ZnO-Nanorod Dye-Sensitized Solar Cells: New Structure without a Transparent Conducting Oxide Layer

Conventional nanorod-based dye-sensitized solar cells (DSSCs) are fabricated by growing nanorods on top of a transparent conducting oxide (TCO, typically fluorine-doped tin oxide—FTO). The heterogeneous interface between the nanorod and TCO forms a source for carrier scattering. This work reports on a new DSSC architecture without a TCO layer. The TCO-less structure consists of ZnO nanorods grown on top of a ZnO film. The ZnO film replaced FTO as the TCO layer and the ZnO nanorods served as the photoanode.
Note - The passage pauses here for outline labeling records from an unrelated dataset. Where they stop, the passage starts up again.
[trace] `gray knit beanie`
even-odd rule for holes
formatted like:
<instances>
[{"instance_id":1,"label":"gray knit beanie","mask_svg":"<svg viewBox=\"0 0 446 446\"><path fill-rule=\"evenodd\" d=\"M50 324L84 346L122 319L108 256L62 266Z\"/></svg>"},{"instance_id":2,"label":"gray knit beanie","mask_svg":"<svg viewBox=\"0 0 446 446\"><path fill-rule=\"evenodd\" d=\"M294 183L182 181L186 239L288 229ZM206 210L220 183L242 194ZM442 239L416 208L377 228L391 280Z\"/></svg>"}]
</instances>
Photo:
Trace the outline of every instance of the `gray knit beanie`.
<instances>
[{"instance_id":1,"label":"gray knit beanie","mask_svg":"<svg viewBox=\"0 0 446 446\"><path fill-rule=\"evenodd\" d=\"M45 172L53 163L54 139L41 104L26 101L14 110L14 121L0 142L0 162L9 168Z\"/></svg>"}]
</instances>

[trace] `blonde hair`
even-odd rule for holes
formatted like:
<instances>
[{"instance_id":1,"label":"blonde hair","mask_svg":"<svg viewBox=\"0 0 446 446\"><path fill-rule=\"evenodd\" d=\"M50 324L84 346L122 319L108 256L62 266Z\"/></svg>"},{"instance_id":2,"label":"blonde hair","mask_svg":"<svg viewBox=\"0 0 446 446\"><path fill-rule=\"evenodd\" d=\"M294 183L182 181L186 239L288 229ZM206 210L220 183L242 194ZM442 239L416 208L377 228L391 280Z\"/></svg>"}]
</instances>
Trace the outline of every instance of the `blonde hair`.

The ZnO nanorod/film structure was grown by two methods: (1) one-step chemical vapor deposition (CVD) (2) two-step chemical bath deposition (CBD). The thicknesses of the nanorods/film grown by CVD is more uniform than that by CBD. We demonstrate that the TCO-less DSSC structure can operate properly as solar cells. The new DSSCs yield the best short-current density of 3.96 mA/ c m 2 and a power conversion efficiency of 0.73% under 85 mW/ c m 2 of simulated solar illumination. The open-circuit voltage of 0.80 V is markedly higher than that from conventional ZnO DSSCs.